Forward-Looking Statements

Any statements made in this communication that are not statements of historical fact, including statements about the Company’s beliefs and expectations and statements about the Offer and Roche’s proposed acquisition of the Company, including the timing of and closing conditions to the acquisition, and the potential effects of the pending acquisition on the Company are forward-looking statements that are based on management’s beliefs, certain assumptions and current expectations and should be evaluated as such. These statements may be identified by their use of forward-looking terminology such as the words “intend,” “believe,” “expect,” “anticipate,” “should,” “planned,” “projected,” “estimated,” and “potential,” among others. Such forward-looking statements involve risks and uncertainties that could cause actual results to differ materially from those projected.
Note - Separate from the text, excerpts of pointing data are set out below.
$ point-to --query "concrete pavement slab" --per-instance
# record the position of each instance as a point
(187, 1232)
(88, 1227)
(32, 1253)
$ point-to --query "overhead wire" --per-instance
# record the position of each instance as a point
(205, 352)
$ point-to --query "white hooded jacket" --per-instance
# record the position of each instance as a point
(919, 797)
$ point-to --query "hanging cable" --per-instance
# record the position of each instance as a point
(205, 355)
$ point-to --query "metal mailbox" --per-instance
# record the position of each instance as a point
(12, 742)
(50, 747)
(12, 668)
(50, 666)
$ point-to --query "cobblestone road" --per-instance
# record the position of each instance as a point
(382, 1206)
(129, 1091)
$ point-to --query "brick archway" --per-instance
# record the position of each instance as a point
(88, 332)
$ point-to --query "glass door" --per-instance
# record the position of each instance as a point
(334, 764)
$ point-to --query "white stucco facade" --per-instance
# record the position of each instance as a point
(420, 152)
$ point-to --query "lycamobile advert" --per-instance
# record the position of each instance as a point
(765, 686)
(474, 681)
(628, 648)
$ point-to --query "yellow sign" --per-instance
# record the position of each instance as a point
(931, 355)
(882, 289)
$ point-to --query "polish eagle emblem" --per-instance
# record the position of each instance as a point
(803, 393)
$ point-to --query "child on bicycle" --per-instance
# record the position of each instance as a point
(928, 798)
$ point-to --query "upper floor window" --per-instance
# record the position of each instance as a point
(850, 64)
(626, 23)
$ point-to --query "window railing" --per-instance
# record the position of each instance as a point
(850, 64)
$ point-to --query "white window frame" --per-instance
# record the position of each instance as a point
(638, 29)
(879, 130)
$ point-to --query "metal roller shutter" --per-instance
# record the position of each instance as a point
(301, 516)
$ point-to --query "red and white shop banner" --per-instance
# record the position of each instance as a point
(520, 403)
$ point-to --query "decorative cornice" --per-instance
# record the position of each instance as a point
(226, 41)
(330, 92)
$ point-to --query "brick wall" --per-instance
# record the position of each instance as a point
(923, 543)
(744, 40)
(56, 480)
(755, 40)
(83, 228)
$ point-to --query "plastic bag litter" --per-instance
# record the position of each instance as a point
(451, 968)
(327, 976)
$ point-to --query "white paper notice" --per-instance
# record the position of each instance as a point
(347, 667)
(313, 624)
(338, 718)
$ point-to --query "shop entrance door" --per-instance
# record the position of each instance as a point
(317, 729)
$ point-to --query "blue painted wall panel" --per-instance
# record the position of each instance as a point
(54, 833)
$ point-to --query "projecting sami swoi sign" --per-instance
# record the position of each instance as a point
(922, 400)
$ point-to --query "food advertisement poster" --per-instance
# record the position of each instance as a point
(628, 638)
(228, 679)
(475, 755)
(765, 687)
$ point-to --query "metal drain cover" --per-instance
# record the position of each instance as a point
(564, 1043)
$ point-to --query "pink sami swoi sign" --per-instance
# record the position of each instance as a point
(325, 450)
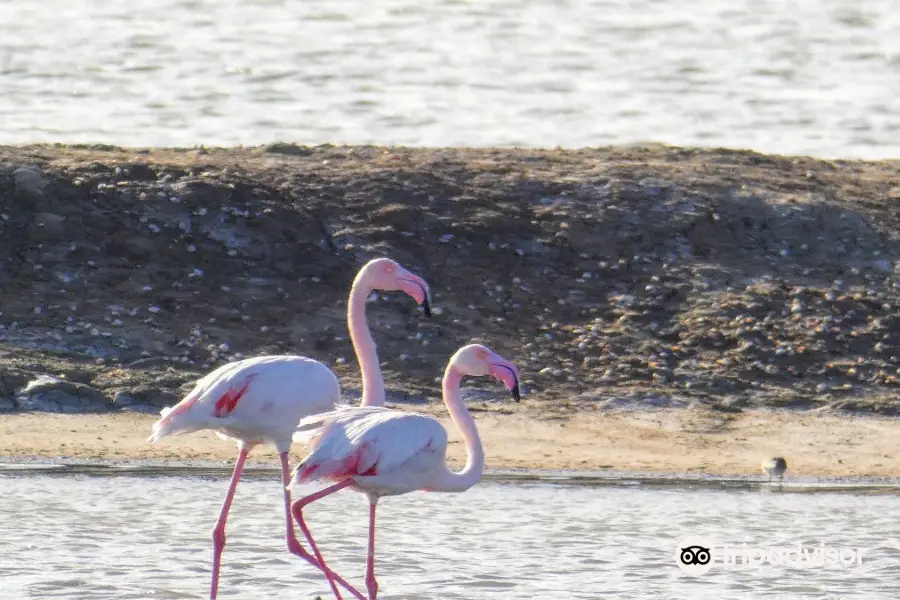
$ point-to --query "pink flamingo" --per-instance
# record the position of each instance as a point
(261, 400)
(384, 452)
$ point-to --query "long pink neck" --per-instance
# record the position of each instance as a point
(364, 346)
(471, 473)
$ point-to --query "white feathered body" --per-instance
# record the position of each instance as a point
(387, 452)
(259, 400)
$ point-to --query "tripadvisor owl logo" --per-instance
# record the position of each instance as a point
(697, 555)
(693, 555)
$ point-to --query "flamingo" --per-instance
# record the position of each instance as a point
(383, 452)
(262, 399)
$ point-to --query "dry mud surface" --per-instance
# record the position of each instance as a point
(616, 278)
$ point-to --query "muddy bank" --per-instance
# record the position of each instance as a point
(688, 441)
(626, 276)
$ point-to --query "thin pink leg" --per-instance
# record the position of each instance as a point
(219, 529)
(297, 511)
(371, 584)
(294, 546)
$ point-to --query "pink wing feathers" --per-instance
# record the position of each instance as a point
(364, 441)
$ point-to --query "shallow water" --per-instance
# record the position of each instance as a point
(810, 76)
(81, 536)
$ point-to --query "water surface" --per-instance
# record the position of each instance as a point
(816, 77)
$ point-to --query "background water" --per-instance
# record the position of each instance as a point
(818, 77)
(87, 537)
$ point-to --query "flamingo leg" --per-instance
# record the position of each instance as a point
(294, 546)
(297, 511)
(371, 583)
(219, 529)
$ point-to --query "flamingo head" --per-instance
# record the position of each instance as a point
(386, 274)
(479, 360)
These risks and uncertainties include, but are not limited to: the possibility that various closing conditions for the transaction may not be satisfied or waived, including uncertainties as to the percentage of the Company’s stockholders tendering their shares in the Offer; the possibility that competing offers will be made; the effect of the announcement of the transaction on the ability of the Company to retain and hire key personnel and maintain relationships with customers, strategic partners, suppliers, regulatory authorities and others with whom the Company does business, or on the Company’s operating results and business generally; the risk that the Company and Roche may be unable to obtain governmental and regulatory approvals required for the transaction, or that required governmental and regulatory approvals may delay the transaction or cause the parties to abandon the proposed transaction; the impact of legislative, regulatory, competitive and technological changes; the risk that any stockholder litigation in connection with the transaction may result in significant costs of defense, indemnification and liability; and other risks and uncertainties discussed in filings that the Company makes with the SEC, including the “Risk Factors” section of the Company’s Annual Report on Form 10-K for the year ended December 31, 2020, filed with the SEC on February 25, 2021, as well as the tender offer documents to be filed by Roche, Merger Sub and the Company.

The forward-looking statements contained in this report are made as of the date hereof, and the Company undertakes no obligation to update any forward-looking statements, whether as a result of future events, new information or otherwise, except as expressly required by law. All forward-looking statements in this document are qualified in their entirety by this cautionary statement.